Unless I've confused myself badly (always possible!), I think either's fine here. The | version just takes out a factor that'll be common to all hypotheses: [p(e+) / p(e-)]. (since p(Tk & e+) ≡ p(Tk | e+) * p(e+))
Since we'll renormalise, common factors don't matter. Using the | version felt right to me at the time, but whatever allows clearer thinking is the way forward.
Taking your last point first: I entirely agree on that. Most of my other points were based on the implicit assumption that readers of your post don't think something like "It's directly clear that 9 OOM will almost certainly be enough, by a similar argument".
Certainly if they do conclude anything like that, then it's going to massively drop their odds on 9-12 too.

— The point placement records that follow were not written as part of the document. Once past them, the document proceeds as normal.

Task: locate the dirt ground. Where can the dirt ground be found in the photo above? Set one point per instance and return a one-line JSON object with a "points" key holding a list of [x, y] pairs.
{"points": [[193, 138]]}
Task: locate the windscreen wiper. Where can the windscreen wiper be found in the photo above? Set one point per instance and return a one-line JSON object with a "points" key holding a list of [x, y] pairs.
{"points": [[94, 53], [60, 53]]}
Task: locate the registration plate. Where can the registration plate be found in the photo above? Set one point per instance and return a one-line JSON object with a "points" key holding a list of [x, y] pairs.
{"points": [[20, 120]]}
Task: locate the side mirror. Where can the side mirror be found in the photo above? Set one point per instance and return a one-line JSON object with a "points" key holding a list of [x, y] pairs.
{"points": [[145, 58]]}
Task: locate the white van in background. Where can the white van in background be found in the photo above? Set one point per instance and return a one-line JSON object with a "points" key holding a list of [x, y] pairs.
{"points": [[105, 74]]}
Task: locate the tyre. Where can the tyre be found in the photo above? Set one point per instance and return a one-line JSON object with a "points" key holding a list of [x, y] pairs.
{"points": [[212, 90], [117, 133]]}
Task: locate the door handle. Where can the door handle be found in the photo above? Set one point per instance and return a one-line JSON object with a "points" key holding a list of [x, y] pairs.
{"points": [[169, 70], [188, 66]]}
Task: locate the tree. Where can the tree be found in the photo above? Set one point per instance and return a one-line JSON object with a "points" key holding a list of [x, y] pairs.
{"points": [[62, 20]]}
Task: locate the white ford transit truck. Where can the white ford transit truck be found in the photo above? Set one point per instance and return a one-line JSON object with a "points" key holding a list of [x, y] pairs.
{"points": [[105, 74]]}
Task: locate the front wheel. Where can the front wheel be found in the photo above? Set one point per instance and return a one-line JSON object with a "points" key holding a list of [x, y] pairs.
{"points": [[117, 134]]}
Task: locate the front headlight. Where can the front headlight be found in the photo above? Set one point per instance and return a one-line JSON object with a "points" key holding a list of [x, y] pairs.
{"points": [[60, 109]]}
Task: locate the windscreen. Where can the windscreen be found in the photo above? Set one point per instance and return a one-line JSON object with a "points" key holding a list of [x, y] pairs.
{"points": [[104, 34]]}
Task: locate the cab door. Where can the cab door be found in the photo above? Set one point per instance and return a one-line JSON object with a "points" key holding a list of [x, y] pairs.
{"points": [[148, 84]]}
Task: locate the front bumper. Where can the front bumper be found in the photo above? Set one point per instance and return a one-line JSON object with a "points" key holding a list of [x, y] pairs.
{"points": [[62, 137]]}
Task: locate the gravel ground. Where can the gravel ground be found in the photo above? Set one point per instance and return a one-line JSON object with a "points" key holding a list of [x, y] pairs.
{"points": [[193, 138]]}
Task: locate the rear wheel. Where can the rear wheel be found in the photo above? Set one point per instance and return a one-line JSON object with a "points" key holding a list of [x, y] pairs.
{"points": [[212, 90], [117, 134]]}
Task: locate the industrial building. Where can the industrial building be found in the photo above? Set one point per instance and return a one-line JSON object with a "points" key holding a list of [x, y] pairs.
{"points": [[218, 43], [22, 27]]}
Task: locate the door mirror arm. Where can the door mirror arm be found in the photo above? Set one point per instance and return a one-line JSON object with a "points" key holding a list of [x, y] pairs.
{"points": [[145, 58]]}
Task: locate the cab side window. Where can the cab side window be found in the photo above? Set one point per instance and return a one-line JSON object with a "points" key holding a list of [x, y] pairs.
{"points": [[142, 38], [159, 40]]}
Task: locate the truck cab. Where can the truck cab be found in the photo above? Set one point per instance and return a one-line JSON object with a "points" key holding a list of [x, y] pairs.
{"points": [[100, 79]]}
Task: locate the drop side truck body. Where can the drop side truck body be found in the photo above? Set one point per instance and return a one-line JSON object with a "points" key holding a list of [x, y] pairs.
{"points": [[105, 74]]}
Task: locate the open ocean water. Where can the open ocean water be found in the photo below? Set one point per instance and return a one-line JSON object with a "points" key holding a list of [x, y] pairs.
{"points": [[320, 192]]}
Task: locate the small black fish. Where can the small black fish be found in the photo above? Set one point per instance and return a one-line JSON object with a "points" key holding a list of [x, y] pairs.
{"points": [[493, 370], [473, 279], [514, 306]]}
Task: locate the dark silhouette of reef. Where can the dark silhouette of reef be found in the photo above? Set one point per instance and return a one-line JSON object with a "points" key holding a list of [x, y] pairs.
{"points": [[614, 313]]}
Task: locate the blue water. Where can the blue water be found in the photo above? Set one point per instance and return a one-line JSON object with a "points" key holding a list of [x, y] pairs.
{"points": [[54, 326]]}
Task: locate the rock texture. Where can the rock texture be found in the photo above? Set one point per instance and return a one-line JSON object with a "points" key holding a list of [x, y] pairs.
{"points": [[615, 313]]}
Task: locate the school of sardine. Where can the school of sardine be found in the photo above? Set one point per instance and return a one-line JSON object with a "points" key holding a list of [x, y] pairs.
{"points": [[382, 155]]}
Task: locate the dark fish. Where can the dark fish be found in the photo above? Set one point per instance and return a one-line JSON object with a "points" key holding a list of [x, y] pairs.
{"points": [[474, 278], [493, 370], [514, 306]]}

However, I'd still make an argument of a similar form: for some people, I expect that argument may well increase the 5-8 range more (than proportionately) than the 1-4 range.
On (1), I agree that the same goes for pretty-much any argument: that's why it's important. If you update without factoring in (some approximation of) your best judgement of the evidence's impact on all hypotheses, you're going to get the wrong answer. This will depend highly on your underlying model.
On the information content of the post, I'd say it's something like "12 OOMs is probably enough (without things needing to scale surprisingly well)". My credence for low OOM values is mostly based on worlds where things scale surprisingly well.
But this is a bit weird; my post didn't talk about the <7 range at all, so why would it disproportionately rule out stuff in that range?
I don't think this is weird. What matters isn't what the post talks about directly - it's the impact of the evidence provided on the various hypotheses. There's nothing inherently weird about evidence increasing our credence in [TAI by +10OOM] and leaving our credence in [TAI by +3OOM] almost unaltered (quite plausibly because it's not too relevant to the +3OOM case).
Compare the 1-2-3 coins example: learning y tells you nothing about the value of x. It's only ruling out any part of the 1 outcome in the sense that it maintains [x_heads & something independent is heads], and rules out [x_heads & something independent is tails]. It doesn't need to talk about x to do this.
You can do the same thing with the TAI first at k OOM case - call that Tk. Let's say that your post is our evidence e and that e+ stands for [e gives a compelling argument against T13+].Updating on e+ you get the following for each k:Initial hypotheses: [Tk & e+], [Tk & e-]Final hypothesis: [Tk & e+]
So what ends up mattering is the ratio p[Tk | e+] : p[Tk | e-]I'm claiming that this ratio is likely to vary with k.
Specifically, I'd expect T1 to be almost precisely independent of e+, while I'd expect T8 to be correlated. My reason on the T1 is that I think something radically unexpected would need to occur for T1 to hold, and your post just doesn't seem to give any evidence for/against that.I expect most people would change their T8 credence on seeing the post and accepting its arguments (if they've not thought similar things before). The direction would depend on whether they thought the post's arguments could apply equally well to ~8 OOM as 12.
Note that I am assuming the argument ruling out 13+ OOM is as in the post (or similar).If it could take any form, then it could be a more or less direct argument for T1.
Overall, I'd expect most people who agree with the post's argument to update along the following lines (but smoothly):T0 to Ta: low increase in credenceTa to Tb: higher increase in credenceTb+: reduced credence
with something like (0 < a < 6) and (4 < b < 13).I'm pretty sure a is going to be non-zero for many people.